Many different strategies can be applied to minimize downtime. For standalone servers, that are not clustered in a HA configuration, patching EDB Postgres, alone, is as easy as stopping the database service and starting Postgres service with new binaries in a fraction of seconds. However, a common practice bundles multiple software patches together. This leverages a common maintenance window but also makes it longer.
An oft proposed solution swaps out the Postgres binaries on disk and then does a quick restart. This sounds appealing, but has two drawbacks:
- Security software may be scanning the disk and the memory, and raise alerts immediately when the on-disk and the in-memory images differ, as that is usually the sign of a malware attack.
- Postgres may crash if a new session loads an Extension Library dynamically from the disk, thereby causing incompatibility with the old Postgres code (in-memory). Learn more here.
This solution is not applicable during many planned maintenance events, as those often include OS or agent upgrades, which require restarts.
For mission-critical systems consisting of a master and several replicas, we recommend other approaches. The techniques described below will help minimize downtime of the database service, even if other maintenance operations at the OS level take individual servers down for many minutes.
What are the Strategies for the PostgreSQL Database Patching?
DBAs have three strategies:
- All Nodes Patching - In the All-Nodes-Patching strategy, the DBA applies the patches on all the nodes simultaneously and then brings back all the machines at the same time. One can use Ansible or other scripting solutions to parallelize this operation and try to finish the process in a shorter time window.
- Rolling Patching - In this strategy, DBAs apply the patches on one server at a time, starting with the standbys. After patching the standbys, the DBA applies the patches on the master. No switchover between master and replica is required.
- Minimum Downtime Patching - The DBA first patches the replicas.
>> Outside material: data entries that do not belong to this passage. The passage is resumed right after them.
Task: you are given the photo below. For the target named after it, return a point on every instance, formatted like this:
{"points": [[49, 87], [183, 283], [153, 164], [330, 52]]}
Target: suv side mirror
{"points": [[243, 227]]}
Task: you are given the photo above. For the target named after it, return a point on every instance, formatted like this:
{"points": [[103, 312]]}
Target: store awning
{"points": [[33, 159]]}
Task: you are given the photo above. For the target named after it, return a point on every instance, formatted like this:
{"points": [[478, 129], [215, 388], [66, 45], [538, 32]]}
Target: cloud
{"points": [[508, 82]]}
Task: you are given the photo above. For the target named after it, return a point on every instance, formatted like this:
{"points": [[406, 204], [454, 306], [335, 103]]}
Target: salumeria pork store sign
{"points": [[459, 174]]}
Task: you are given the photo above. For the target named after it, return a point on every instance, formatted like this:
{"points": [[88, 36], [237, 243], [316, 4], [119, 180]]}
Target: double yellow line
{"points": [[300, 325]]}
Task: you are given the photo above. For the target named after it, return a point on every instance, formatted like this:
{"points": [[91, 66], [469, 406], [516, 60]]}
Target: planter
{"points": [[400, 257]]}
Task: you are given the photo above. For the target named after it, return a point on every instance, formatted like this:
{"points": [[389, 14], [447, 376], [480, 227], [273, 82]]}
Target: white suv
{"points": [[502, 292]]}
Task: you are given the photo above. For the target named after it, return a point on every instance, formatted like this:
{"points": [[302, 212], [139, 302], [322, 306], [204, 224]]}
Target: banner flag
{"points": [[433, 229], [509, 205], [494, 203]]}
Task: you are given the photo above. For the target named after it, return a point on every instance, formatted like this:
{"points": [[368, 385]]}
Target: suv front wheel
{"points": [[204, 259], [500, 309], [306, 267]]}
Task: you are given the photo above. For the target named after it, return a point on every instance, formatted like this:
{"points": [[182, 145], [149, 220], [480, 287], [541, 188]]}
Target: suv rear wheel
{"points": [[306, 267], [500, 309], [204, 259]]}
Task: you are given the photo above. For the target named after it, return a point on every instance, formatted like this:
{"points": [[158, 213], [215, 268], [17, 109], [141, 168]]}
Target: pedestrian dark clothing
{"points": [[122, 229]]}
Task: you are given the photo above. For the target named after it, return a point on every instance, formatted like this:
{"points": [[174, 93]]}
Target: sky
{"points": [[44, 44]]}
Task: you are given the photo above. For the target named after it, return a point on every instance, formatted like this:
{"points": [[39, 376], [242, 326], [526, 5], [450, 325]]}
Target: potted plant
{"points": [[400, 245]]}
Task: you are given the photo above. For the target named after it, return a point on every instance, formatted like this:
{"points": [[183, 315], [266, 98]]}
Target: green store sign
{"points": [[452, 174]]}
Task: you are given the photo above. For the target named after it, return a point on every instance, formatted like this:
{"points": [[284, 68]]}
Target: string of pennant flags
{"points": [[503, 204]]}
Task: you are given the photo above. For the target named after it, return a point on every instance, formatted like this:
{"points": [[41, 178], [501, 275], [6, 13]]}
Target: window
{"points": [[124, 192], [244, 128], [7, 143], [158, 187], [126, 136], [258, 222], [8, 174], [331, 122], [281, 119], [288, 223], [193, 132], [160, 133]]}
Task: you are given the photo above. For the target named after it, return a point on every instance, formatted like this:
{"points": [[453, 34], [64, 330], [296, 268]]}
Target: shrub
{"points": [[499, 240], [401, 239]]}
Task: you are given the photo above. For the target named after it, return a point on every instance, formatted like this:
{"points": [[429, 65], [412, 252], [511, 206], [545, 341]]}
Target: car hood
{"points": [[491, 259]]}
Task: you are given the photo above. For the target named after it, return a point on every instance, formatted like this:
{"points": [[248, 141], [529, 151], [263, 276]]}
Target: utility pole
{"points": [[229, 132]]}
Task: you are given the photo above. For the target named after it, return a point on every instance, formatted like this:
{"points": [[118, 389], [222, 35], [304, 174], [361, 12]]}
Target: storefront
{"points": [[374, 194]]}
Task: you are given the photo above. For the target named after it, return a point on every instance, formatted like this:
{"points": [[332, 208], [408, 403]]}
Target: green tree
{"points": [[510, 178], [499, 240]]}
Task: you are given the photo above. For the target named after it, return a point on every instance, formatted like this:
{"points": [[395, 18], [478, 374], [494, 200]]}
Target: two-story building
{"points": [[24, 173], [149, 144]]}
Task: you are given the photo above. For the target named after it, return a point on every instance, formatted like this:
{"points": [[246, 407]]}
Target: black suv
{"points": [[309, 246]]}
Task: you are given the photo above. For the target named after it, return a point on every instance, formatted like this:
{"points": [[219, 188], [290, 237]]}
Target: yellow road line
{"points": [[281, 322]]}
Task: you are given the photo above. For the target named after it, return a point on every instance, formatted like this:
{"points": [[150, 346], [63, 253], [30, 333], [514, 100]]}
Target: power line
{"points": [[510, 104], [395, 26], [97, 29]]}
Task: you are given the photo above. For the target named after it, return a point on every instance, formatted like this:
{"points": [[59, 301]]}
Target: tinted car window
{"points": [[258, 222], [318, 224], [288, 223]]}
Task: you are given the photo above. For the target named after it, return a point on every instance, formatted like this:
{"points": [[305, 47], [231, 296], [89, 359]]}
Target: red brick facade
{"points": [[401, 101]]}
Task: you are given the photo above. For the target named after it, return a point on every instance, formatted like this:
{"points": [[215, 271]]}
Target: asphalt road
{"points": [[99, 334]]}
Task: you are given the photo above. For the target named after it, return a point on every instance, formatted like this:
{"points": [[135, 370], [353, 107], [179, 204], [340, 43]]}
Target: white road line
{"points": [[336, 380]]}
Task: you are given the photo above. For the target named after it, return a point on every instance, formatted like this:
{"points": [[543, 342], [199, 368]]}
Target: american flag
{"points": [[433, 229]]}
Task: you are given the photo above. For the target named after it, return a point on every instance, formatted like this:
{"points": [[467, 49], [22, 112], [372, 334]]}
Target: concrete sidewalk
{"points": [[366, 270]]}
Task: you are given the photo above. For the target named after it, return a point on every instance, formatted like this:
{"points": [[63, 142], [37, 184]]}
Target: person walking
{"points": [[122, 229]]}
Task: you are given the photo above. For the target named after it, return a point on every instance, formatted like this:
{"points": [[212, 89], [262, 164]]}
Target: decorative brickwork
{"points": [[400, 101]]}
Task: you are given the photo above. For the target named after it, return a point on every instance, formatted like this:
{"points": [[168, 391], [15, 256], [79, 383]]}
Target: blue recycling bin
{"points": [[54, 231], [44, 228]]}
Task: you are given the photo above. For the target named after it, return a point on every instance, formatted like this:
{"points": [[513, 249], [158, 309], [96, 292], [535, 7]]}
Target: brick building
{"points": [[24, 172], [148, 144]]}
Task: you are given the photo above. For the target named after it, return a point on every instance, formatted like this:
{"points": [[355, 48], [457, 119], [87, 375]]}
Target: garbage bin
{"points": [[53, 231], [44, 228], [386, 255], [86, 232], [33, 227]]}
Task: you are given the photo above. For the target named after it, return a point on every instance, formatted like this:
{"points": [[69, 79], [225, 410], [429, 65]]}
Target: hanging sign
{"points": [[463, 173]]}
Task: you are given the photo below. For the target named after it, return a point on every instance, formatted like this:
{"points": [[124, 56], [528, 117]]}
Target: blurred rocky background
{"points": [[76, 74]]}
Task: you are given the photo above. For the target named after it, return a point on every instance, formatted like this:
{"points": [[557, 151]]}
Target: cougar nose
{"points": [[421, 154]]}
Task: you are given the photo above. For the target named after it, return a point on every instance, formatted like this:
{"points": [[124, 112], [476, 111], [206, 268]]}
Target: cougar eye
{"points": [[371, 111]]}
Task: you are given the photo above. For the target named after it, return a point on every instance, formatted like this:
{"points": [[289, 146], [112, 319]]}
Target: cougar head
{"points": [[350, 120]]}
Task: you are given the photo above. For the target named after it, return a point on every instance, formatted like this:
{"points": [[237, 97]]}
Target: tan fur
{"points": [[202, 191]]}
Instead of patching the master next, the DBAs first performs a switchover from the master to one of the updates Replicas and redirects the connections to the new master. After the switchover, update the old master and add it back into the cluster as a replica.
Note: If you have synchronous standby(s) in your streaming replication cluster, then for approaches (2) and (3), you would like to change the synchronous standby(s) to asynchronous by modifying the following parameter and reloading in EDB Postgres:
synchronous_standby_names = ‘’
After applying the patches, you can convert BACK your standby(s) from asynchronous to synchronous by changing the parameter mentioned above and reloading in EDB Postgres.
Patching a Postgres Server that is part of a HA Cluster
To patch a node that is part of a HA cluster, I recommend the following sequence of steps:
- Make sure EDB Postgres Failover Manager has the following parameters set to false in efm.properties file. master.shutdown.as.failure=false
- Graceful shutdown of the services in the following order:
- Shutdown efm agent - e.g systemctl stop edb-efm-3.9
- Shutdown EDB Postgres service - e.g. systemctl stop edb-as-12
- Apply the patches, either using yum or apt or Zypper command.
- Bring the services in the following order
- Start the EDB Postgres database service - e.g. systemctl start edb-as-12
- Start the EDB Failover manager service - e.g systemctl start edb-efm-3.9
In conclusion, using any one of the mentioned approaches, DBAs can bring their system up-to-date. Hopefully, my recommendations will help you maintain your SLAs!